Bakın, kafe sahibi olduğumdan beri birçok renkli kişilikle karşılaştım. Artık dahası olamaz dediğim mızmız müşterim, bir yemeğe takıp hergün gelen müşterilerimden tutun, nice iyi yada kötü diyebileceğimiz insanlar.  Ama şuan kafemde takım elbiseli bir adam önünde bir bardak meyve suyu ile konuşuyordu.  Sohbet renkli olsa gerek gülüyordu bile. Annemlerle güzel bir kahvaltı edip pozitif birgün olacağına kendimi inandırmıştım ki bu sahneye kadar. Müdahele etmem gerekiyor muydu emin değildim ama yinede ayaklarım beni oraya doğru yönlendirmişti. "Sohbetinizi kesiyorum ama yardımcı olabilir miyim?" dedim ve şaşkın bir çift gözün bana dönmesi aynı anda oldu.

***


Taksicinin beni uyandırmasıyla dünya yine aydınlanmıştı. Beni bildiği bir yere getirmişti ve ben güzel bir uyku çekmiştim. Teşekkür edip ücreti ödedim ve kafeye geçtim.

Güzel, şık bir kafeydi ve sahibinin kadın olması muhtemeldi. Çiçek, börtü böcek hep onların işi. Güzel bir garson kızdan öncelikle koca bir bardak meyve suyu istedim. Onu karşıma alınca da yemek olarak biftek istedim. İlk defa geldiğim bir yerde iddaalı bir yemek istemiştim ama karnım çok açtı. Birazda umudum vardı buradan.

Şimdi meyve suyu bey karşımda işimizi düşünebilirdik. "Yahu ben senle ne yapacağım meyve suyu bey. İlk proje olarak sizi seçmek hiç hayalimde yoktu ama sanırım sende benden pek hoşnut değilsin. Bu birlikteliğe son mu versek? Çünkü ben senden daha iyilerine layığım. Sorun kesinlikle sende. "

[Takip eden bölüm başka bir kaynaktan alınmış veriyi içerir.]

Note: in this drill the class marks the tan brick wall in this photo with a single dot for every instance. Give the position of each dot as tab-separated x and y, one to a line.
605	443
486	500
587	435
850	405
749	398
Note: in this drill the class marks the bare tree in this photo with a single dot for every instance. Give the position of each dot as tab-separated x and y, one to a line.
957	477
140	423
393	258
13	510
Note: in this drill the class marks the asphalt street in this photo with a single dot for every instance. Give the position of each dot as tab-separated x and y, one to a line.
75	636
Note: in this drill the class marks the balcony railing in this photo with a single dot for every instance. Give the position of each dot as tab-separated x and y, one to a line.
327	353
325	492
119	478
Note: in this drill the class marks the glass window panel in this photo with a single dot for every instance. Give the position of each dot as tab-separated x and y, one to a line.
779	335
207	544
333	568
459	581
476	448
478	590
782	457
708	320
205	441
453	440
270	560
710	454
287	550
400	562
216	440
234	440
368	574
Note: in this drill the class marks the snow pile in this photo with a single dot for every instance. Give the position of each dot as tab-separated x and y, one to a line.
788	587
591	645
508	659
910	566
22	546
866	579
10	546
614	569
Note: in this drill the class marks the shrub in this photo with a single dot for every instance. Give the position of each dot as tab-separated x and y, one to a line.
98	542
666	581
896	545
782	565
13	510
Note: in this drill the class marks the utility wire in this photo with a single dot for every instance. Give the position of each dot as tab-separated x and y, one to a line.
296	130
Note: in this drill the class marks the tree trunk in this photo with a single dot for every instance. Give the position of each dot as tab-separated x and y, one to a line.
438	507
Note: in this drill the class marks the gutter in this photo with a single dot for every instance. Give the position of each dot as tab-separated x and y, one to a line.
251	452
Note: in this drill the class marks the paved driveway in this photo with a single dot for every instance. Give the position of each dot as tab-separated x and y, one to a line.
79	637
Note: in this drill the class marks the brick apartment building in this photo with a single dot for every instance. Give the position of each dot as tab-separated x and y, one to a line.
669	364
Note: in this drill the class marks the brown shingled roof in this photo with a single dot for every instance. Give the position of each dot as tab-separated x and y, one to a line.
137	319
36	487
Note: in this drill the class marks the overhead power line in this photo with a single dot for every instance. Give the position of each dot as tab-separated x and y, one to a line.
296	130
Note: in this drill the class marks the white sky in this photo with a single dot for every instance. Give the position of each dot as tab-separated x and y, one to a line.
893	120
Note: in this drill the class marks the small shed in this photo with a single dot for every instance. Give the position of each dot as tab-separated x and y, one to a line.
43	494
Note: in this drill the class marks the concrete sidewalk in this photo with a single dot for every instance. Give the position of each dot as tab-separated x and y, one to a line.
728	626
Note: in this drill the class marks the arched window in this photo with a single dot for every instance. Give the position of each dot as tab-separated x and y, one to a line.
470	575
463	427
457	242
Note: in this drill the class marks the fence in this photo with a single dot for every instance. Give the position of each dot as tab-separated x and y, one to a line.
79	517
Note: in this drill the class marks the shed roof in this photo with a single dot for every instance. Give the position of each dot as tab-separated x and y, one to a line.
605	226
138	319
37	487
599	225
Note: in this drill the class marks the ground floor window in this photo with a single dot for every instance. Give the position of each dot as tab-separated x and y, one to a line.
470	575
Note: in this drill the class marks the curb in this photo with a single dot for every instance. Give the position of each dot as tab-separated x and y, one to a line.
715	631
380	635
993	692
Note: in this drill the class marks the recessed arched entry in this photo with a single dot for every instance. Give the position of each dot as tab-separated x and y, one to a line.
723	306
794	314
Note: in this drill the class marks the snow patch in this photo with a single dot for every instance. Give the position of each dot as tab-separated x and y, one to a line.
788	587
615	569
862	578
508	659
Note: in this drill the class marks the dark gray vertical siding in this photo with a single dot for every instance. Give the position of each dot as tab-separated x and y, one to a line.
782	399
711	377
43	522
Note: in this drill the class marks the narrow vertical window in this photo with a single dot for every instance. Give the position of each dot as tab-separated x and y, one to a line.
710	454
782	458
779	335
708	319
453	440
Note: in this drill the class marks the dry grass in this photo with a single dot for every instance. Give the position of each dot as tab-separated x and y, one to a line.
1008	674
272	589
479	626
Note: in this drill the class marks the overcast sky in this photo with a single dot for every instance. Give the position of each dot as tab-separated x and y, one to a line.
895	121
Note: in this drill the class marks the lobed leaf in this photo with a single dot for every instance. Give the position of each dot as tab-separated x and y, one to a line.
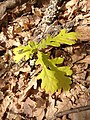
52	77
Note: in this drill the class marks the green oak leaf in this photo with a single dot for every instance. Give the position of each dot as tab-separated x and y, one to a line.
52	77
25	52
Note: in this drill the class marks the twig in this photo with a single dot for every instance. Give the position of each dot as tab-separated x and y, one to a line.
74	110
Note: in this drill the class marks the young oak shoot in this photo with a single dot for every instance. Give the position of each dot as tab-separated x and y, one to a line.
53	77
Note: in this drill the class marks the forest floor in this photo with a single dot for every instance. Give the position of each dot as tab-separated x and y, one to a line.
22	98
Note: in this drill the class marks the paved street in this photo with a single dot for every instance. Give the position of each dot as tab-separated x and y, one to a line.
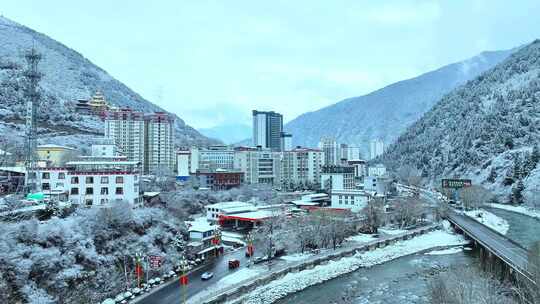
500	245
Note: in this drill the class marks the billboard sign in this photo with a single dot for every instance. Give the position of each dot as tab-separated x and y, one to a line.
455	183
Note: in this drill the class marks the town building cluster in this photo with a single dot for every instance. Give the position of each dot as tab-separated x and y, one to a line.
137	144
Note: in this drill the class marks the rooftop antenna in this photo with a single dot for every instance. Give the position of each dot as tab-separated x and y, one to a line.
32	76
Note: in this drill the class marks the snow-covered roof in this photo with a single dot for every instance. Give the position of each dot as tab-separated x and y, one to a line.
99	162
200	225
2	152
151	194
253	215
305	203
53	146
233	207
17	169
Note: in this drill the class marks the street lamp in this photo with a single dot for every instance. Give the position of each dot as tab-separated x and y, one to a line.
184	267
249	239
217	239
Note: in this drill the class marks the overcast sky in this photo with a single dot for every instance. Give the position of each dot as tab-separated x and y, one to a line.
212	62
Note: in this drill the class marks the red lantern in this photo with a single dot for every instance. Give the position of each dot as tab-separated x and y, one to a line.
183	280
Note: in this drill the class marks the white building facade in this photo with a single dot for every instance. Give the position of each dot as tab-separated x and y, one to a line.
354	200
159	145
301	167
376	148
337	178
260	166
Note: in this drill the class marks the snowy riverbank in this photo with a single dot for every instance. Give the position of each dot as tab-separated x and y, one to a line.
489	219
294	282
518	209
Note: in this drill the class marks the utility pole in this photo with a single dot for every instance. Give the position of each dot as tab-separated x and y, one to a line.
32	77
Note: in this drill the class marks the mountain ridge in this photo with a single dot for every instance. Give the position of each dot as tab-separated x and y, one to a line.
484	130
386	112
67	76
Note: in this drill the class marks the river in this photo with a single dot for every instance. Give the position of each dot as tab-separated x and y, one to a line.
404	280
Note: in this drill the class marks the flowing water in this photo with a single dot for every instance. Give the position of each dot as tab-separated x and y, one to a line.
404	280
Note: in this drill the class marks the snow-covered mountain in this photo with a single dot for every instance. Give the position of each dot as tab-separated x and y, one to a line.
387	112
487	130
67	76
228	133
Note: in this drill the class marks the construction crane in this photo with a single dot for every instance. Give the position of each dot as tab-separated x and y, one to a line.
32	76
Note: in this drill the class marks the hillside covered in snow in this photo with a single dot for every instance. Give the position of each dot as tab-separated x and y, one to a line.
487	130
67	76
387	112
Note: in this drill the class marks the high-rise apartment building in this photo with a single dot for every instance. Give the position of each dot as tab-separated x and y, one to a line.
301	167
331	151
267	129
147	139
159	145
376	148
260	166
127	129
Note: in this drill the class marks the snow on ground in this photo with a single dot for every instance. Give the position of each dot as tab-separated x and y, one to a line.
294	282
296	257
235	277
446	251
518	209
361	238
489	219
392	231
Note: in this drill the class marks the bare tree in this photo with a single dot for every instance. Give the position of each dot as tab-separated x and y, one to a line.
408	211
474	197
373	214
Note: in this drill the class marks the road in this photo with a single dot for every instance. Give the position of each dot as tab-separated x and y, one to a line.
172	293
500	245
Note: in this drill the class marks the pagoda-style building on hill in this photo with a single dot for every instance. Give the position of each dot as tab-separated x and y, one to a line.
95	106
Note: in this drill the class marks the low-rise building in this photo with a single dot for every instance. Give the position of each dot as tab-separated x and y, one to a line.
94	180
213	211
377	170
337	177
202	240
55	155
378	184
219	179
355	200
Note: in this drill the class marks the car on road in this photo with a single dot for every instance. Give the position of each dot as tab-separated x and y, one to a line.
207	275
233	264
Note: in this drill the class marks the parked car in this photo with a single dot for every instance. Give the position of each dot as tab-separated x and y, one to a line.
207	275
233	264
258	260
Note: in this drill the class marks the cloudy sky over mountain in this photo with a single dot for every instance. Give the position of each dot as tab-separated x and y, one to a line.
212	62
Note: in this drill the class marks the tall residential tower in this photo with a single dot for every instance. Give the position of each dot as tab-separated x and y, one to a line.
267	130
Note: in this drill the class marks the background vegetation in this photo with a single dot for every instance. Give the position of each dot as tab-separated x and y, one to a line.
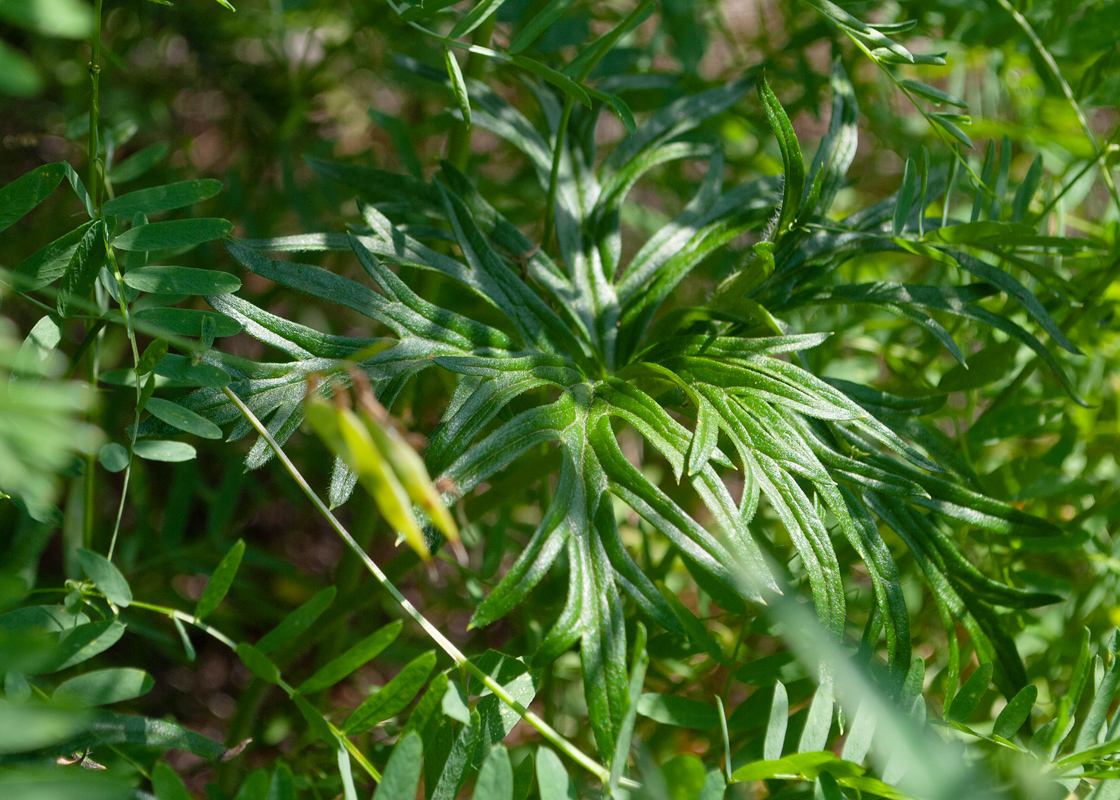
803	336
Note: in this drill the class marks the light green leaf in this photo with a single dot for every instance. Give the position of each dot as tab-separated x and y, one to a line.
682	712
105	576
315	721
138	164
18	75
187	322
455	704
458	85
393	697
298	621
49	263
119	728
815	733
557	78
794	185
221	580
1016	712
354	658
179	369
552	778
113	457
402	772
475	17
164	450
182	280
167	784
933	94
778	719
160	198
104	687
26	192
904	200
538	25
258	663
182	418
173	235
85	641
185	639
969	697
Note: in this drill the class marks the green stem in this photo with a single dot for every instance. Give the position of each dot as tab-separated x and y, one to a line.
136	419
547	731
94	109
90	486
553	177
458	146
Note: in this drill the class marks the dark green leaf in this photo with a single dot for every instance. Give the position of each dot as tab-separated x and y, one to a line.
83	642
475	17
49	263
905	198
552	778
682	712
966	700
539	24
933	94
167	784
221	580
113	457
794	185
557	78
104	687
1016	712
138	164
402	773
28	727
495	779
458	85
26	192
258	662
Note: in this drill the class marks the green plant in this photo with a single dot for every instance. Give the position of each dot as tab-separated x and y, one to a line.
644	378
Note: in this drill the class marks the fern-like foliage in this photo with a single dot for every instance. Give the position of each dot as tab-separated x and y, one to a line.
586	344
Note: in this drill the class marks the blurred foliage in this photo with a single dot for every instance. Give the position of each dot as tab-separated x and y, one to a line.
245	652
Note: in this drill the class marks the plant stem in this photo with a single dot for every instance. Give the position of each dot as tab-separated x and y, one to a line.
94	109
550	204
90	486
136	420
547	731
458	146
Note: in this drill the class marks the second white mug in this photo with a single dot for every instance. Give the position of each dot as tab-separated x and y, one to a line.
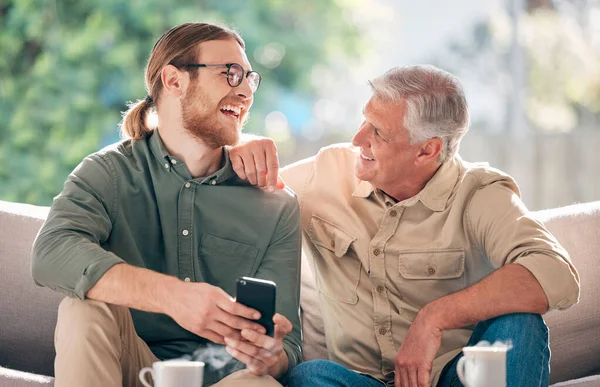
174	373
483	366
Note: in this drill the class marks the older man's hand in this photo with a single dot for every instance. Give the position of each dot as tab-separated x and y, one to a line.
257	161
414	360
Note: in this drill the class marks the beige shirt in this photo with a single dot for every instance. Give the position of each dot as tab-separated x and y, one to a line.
377	262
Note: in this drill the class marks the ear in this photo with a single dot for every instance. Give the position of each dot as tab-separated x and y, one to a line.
429	151
174	80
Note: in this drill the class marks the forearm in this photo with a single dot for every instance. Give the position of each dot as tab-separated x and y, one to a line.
510	289
135	287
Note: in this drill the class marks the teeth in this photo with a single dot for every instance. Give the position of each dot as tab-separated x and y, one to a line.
235	109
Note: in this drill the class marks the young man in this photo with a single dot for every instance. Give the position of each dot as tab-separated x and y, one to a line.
149	235
417	253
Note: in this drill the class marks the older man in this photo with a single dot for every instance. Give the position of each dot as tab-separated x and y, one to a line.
417	253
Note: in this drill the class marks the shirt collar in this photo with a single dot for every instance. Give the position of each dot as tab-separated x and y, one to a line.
160	152
436	193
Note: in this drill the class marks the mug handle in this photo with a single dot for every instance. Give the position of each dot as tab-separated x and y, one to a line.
143	373
460	370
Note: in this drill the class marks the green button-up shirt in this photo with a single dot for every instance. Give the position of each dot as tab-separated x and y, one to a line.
133	202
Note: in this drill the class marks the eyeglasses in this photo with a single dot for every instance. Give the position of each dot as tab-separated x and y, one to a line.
235	74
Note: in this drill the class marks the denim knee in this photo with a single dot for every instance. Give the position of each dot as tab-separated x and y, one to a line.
309	371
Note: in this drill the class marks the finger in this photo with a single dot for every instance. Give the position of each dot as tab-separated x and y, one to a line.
280	184
260	340
253	351
230	306
261	169
272	164
423	377
212	336
255	366
224	330
283	326
250	169
404	377
237	163
239	323
412	377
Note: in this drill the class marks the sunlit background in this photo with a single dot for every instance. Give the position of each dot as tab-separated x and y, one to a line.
531	71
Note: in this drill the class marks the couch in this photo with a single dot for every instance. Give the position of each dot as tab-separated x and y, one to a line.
28	312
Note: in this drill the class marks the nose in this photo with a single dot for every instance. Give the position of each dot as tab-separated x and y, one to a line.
243	90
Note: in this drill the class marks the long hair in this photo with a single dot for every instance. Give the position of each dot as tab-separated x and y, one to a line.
435	101
177	46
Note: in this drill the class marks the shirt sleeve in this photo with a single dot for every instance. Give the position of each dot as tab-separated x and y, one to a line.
297	175
506	232
67	255
281	264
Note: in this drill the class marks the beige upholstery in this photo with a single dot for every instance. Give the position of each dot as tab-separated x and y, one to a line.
28	313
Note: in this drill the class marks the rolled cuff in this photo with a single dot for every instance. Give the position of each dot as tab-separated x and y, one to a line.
557	278
93	272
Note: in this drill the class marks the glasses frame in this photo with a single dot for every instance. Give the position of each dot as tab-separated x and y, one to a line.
229	66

Hay Allah'ım düştüğüm hallere bak. Bir bardak meyve suyu ile konuşuyordum! Dışarıdan bakan biri kesinlikle kafayı yediğimi düşünebilirdi. Ben kendi kendime gülerken "Sohbetinizi kesiyorum ama yardımcı olabilir miyim?" diye bir cümle duydum.

Başımı sesin sahibine çevirince cevabım "Kesinlikle olmalısınız. Buyrun oturmaz mısın?" oldu. Mavinin yakıştığı güzel bir kadını reddetmek bana yakışmazdı.

"Bakın beyefendi bu meyve suyunun suçu nedir? Cezasını ben verebilirim. Hadi onu rahat bırakalım. " dedi ve bardağı eline aldı. Zaten teklifimi duymazdan gelip oturmamıştı bile.

Ben ne dediğini yeni anlarken masadan kalktığını anlayınca gülmeye başladım. Beni gerçekten deli sanmıştı. Haksız sayılmazdı ama tipime de azıcık baksaydı fena olmazdı. "Hayır hanımefendi. IQ'm yüksek ama daha deli olacak kadar değil. Şimdi bardağımı bırakır mısınız?"

Tabii, normal olarak şaşkın şaşkın bana bakmaya devam etti. Bende ayağa kalkıp elimi uzattım. "Ben Yiğit Akar. Reklamcıyım. Şuan elinizde yeni sunumunu hazırlamam gereken ürün bulunuyor. Sakince masama bırakırsanız sizle tanışmaktan çok memnun olacağım."

Elindeki bardağı masaya bıraktı ve elimi sıktı. "Merhaba Yiğit Bey. Bende bu kafenin sahibiyim. Kusura bakmayın hergün karşılaştığım bir durum değildi gördüğüm manzara. Size iyi çalışmalar."  dedikten sonra döndü ve gitti. Bu kadar olamazdı değil mi? Az önce güzel bir kadına rezil olmuştum. Bu saatten sonra meyve suyu bana haram olsun.

***

Kaç reklamcı ürününe bir birey olarak davranır ki, düpedüz deliydi. Adını öğrenince ne olacaktı peki? 'Ha, pardon sizi tanıyamadım Yiğit Bey yoksa tabiki ürününüzle size selam verip sizi ihmal etmezdim.'

"Küstah adam yahu! Allah aşkına Sakince bardağı masaya bırakmış. Hah!"

Ben sinirle mutfağa dalınca tüm ekibim inanmayan bakışlarla bana bakıyordu. Tabii ki bugüne kadar sinirli halimi görmüşlerdi ama söylenme kısmına çok şahit oldukları söylenemezdi.